According to a proposal released Thursday by the White House, increasing the funding for the IRS by $80 billion would net $400 billion in revenue. That $80 billion would boost the IRS's budget by over 70 percent over the next 10 years when compared with the last decade and lead to a hiring spree of agents.
After a plan to tax the assets of billionaires collapsed Thursday due to bipartisan opposition, Democrats are left scrambling to find ways to raise enough revenue to pay for President Joe Biden's budget reconciliation package. But the move to boost IRS funding, congressional Republicans say, will put ordinary Americans under the tax agency's microscope and subject them to needless audits.
"The truly wealthy don't get a paycheck, so when we start talking about who we're going after, the answer is everybody," Rep. Mike Kelly (R., Pa.) told the Washington Free Beacon. "Every single American will be affected by this. Every single American. They're not looking for a few pennies."
To reach the $1.85 trillion in total cost, some of the biggest proposed tax hikes include a 15-percent global minimum tax, which the White House says will raise $350 billion. A 5-percent surtax on income above $10 million and an 8-percent surtax on income above $25 million, the White House says, will raise an additional $230 billion.

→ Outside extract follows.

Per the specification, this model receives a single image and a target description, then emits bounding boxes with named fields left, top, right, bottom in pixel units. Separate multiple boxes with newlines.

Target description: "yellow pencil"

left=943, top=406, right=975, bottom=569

The White House's revenue estimation is dramatically larger than what the Congressional Budget Office concluded in September. According to the CBO report, $80 billion in new IRS funding would raise just $120 billion in net revenue over the next decade. At $400 billion, the White House's revenue estimation is substantially larger than the $316 billion the administration predicted before the release of the CBO report.
"This is an exercise on paper [by Democrats] to say they're going to close the tax gap," Rep. Drew Ferguson (R., Ga.) told the Free Beacon. "We don't know how they arrived at those numbers. They won't tell us how they arrived at those numbers. And we don't think that really adds up; as a matter of fact, we know they don't add up."
Following outrage from members of both parties, Democrats this week ditched a plan to compel financial institutions to submit annual reports on all American bank accounts that see $10,000 or more in inflows a year. That proposed rule was supposedly critical to the IRS's enforcement tools, although nixing it appears to have made no difference in the White House's revenue projections.
Should the CBO again find smaller revenue estimates, the White House and congressional Democrats would be forced to trim the $1.85 trillion spending plan or come up with other offsets. Among the variety of spending proposals in the bill are $555 billion in funding for climate-change initiatives, six years of funding for a universal pre-K program, and a one-year extension of the enhanced child tax credit.